Reprinted by permission of The Random House Group Ltd.
In a similar vein, well-remembered examples of famous film directors using our Film Archive for inspiration include Stanley Kubrick for Paths of Glory, John Boorman for his autobiographical feature Hope and Glory and Derek Jarman for War Requiem.
The Museum's imprint on what the public imbibes is thus rather wider and deeper than might at first be imagined.
A final point to mention is that we are, of course, much more than the 'headquarters building' in Lambeth Road. The IWM encompasses HMS Belfast, Duxford Airfield, Imperial War Museum North and the Churchill Museum and Cabinet War Rooms. Each presents a necessarily different perspective on war, but with the Museum's imprint of 'historical narrative backed by collections' clearly to the fore. IWM North's The North at War opened to acclaim in 2005. The Churchill Museum is without doubt the most intensively researched permanent biographical exhibition in London – using state of the art technology to take visitors not only through Churchill's life but the historical events in which he played a major part.

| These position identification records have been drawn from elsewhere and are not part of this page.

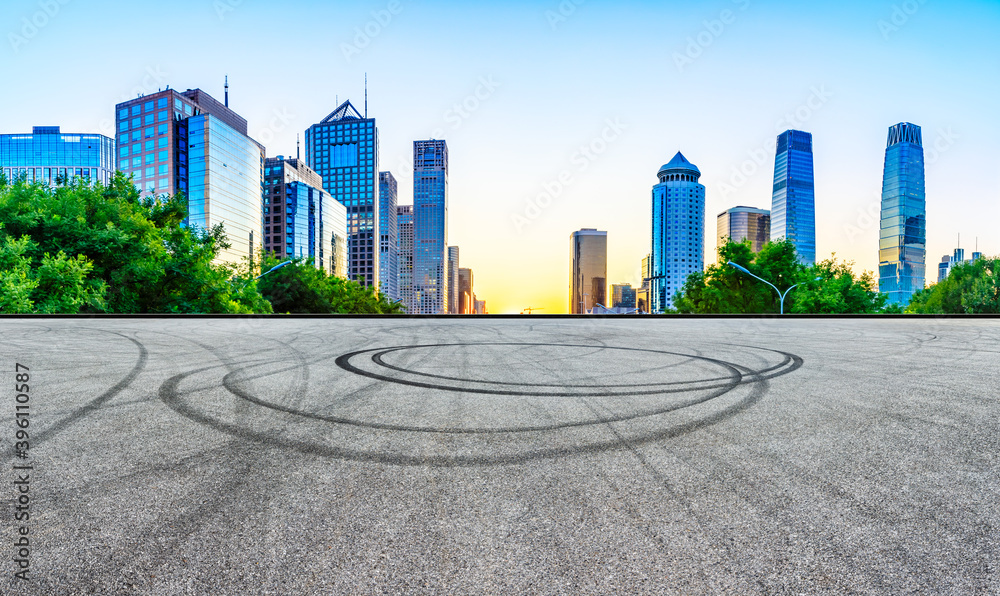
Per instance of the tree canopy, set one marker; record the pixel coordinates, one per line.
(92, 248)
(722, 288)
(971, 287)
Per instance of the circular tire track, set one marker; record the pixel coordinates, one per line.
(686, 405)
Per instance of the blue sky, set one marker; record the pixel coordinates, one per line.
(534, 82)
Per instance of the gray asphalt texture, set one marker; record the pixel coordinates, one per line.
(507, 456)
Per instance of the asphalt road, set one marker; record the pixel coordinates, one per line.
(497, 456)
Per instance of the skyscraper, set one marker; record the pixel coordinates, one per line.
(187, 142)
(343, 149)
(388, 243)
(588, 270)
(48, 156)
(453, 304)
(744, 223)
(465, 293)
(404, 222)
(793, 202)
(430, 227)
(302, 220)
(678, 236)
(902, 238)
(622, 296)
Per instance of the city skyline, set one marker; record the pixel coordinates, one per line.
(509, 107)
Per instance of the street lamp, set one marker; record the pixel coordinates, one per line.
(271, 270)
(782, 296)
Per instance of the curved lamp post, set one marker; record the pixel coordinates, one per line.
(780, 295)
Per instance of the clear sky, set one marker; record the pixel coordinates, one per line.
(583, 99)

What will the future bring at the IWM? A major forward-planning document entitled 2020 provides a blueprint for what we aspire to be and how we plan to do it. While the massive scale of the two world wars will ensure that they continue to be the major focus for visitors and researchers, the Museum will be building up collections relating to the post-1945 era and mounting exhibitions on themes on that period too.
By permission of the Imperial War Museum.
The needs and interests of ethnic minority groups in Britain need to be better met. From the War to Windrush has recently opened, telling the story of West Indians during the Second World War and beyond. We shall also be doing more to tell the story of communities living in the UK for whom the two world wars are less relevant, but whose memory of, for example, conflict in Bangladesh, Vietnam, Cyprus or Africa is still very fresh.
Most importantly we shall be making sure that we stay relevant, engrossing and trustworthy in how we deliver the history of conflict, growing our collections and expertise to support this far-reaching goal.
Suzanne Bardgett is the Director of the Holocaust Exhibition at the Imperial War Museum.